- Methodist Episcopal Church
- U.S. National Register of Historic Places
- Location: 132 S. Washington Ave., Emmett, Idaho
- Coordinates: 43°52′29″N 116°29′55″W﻿ / ﻿43.87472°N 116.49861°W
- Area: less than one acre
- Built: 1906, 1920
- Architectural style: Late Gothic Revival
- MPS: Early Churches of Emmett TR
- NRHP reference No.: 80001326
- Added to NRHP: December 3, 1980

= Methodist Episcopal Church (Emmett, Idaho) =

The Methodist Episcopal Church in Emmett, Idaho, was built in 1906. It was listed on the National Register of Historic Places in 1980.

It has also been known as the United Methodist Church. It was located at 132 S. Washington Ave, at 1st St., in Emmett.

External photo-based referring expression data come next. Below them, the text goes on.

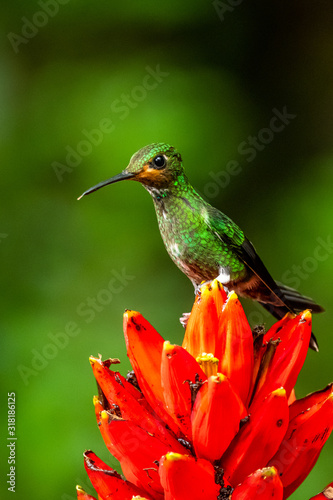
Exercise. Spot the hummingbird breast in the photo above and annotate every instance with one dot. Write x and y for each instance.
(192, 245)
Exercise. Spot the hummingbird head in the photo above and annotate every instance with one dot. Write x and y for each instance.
(156, 166)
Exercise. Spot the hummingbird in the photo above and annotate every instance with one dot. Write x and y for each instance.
(202, 241)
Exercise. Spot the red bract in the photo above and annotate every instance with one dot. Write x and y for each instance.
(326, 494)
(261, 485)
(214, 419)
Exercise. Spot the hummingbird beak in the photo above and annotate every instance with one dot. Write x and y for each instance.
(119, 177)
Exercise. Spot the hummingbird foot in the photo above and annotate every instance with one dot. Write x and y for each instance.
(184, 319)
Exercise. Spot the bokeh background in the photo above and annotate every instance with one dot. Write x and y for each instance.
(222, 71)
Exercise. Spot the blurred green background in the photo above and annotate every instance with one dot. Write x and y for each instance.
(222, 72)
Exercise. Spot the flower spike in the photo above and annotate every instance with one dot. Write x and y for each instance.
(215, 419)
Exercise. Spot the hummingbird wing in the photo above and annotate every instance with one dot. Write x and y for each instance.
(281, 298)
(229, 233)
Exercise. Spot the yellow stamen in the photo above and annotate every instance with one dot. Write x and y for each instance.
(208, 363)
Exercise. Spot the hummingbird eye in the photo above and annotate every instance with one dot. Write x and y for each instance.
(159, 161)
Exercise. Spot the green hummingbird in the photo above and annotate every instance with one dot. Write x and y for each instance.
(202, 241)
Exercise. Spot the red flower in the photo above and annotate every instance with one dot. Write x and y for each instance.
(216, 418)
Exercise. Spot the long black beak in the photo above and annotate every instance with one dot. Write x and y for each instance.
(119, 177)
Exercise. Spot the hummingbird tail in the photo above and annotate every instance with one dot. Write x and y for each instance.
(295, 302)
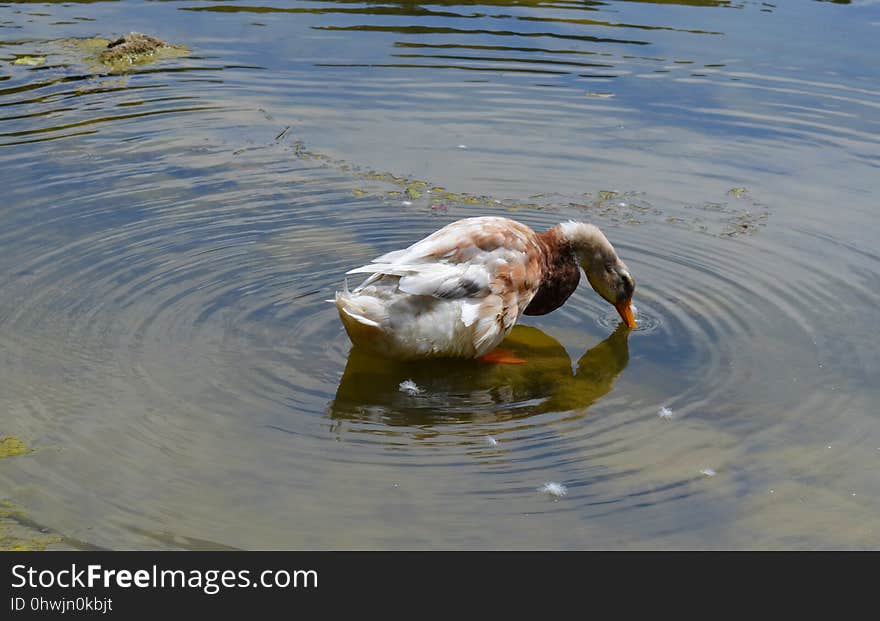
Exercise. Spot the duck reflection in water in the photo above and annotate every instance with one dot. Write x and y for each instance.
(469, 390)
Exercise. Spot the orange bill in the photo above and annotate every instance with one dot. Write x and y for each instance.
(624, 307)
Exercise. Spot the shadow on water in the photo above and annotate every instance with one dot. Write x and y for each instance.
(457, 391)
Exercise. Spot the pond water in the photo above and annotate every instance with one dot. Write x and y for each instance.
(171, 232)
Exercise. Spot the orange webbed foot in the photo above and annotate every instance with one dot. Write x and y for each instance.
(501, 356)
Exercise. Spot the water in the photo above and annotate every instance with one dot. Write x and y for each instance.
(170, 235)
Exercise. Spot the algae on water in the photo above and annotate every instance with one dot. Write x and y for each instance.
(10, 446)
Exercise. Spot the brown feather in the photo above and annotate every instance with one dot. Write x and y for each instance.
(560, 274)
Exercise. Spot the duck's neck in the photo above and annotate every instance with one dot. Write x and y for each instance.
(561, 272)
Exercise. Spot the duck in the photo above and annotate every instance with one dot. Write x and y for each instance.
(458, 292)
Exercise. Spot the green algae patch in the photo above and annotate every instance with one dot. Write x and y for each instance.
(10, 446)
(120, 55)
(16, 535)
(30, 61)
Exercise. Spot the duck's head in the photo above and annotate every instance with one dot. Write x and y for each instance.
(608, 275)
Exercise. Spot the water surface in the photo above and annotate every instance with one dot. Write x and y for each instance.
(171, 233)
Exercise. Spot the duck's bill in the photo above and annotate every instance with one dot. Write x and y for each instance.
(625, 309)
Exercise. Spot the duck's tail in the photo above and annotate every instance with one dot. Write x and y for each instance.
(363, 317)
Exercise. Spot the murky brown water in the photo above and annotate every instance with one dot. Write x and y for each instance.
(170, 234)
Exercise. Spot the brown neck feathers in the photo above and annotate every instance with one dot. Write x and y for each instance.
(561, 274)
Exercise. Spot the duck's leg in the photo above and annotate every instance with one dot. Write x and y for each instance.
(501, 356)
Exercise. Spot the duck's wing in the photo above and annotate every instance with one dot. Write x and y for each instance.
(471, 258)
(483, 271)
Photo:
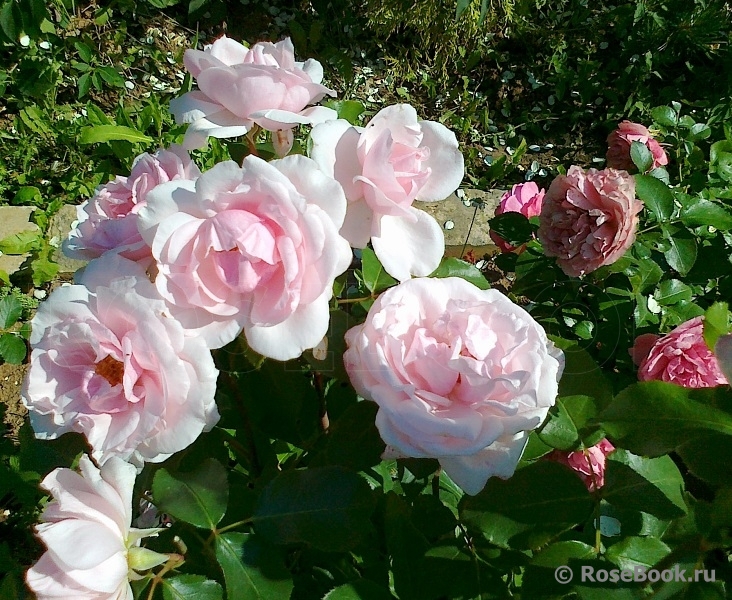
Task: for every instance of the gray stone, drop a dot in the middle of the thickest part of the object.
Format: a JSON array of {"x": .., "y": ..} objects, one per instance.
[
  {"x": 58, "y": 231},
  {"x": 458, "y": 217},
  {"x": 13, "y": 220}
]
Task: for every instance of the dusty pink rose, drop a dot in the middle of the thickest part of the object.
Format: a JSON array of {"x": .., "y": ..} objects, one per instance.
[
  {"x": 588, "y": 463},
  {"x": 253, "y": 247},
  {"x": 682, "y": 357},
  {"x": 239, "y": 87},
  {"x": 92, "y": 551},
  {"x": 459, "y": 374},
  {"x": 620, "y": 141},
  {"x": 589, "y": 219},
  {"x": 524, "y": 198},
  {"x": 384, "y": 167},
  {"x": 108, "y": 222},
  {"x": 110, "y": 363}
]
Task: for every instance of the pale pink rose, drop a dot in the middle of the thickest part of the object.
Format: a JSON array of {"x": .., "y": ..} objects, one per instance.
[
  {"x": 109, "y": 362},
  {"x": 620, "y": 141},
  {"x": 239, "y": 87},
  {"x": 92, "y": 551},
  {"x": 460, "y": 374},
  {"x": 588, "y": 463},
  {"x": 253, "y": 247},
  {"x": 108, "y": 222},
  {"x": 589, "y": 219},
  {"x": 682, "y": 357},
  {"x": 384, "y": 167},
  {"x": 524, "y": 198}
]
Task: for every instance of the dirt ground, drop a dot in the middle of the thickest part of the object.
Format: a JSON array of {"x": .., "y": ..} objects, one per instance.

The building no longer exists; a modern True Value Hardware store is now at that address.

It was built in 1906 in a cross-shaped plan, and it was expanded in 1920. Its original section was built of buff-colored brick, as was the later. The original section had more consistent use of Gothic Revival styling, in its "sharply pointed arches" for all openings.

It is one of six churches within a two block area of Emmett, established there from 1906 to 1934, which were together studied proposed for listing on the National Register. The six are: Catholic Church of the Sacred Heart (Emmett, Idaho), Emmett Presbyterian Church, First Baptist Church of Emmett, Methodist Episcopal Church (Emmett, Idaho), and St. Mary's Episcopal Church (Emmett, Idaho), which were all listed in 1980, and the First Full Gospel/United Pentecostal Church, which was not listed.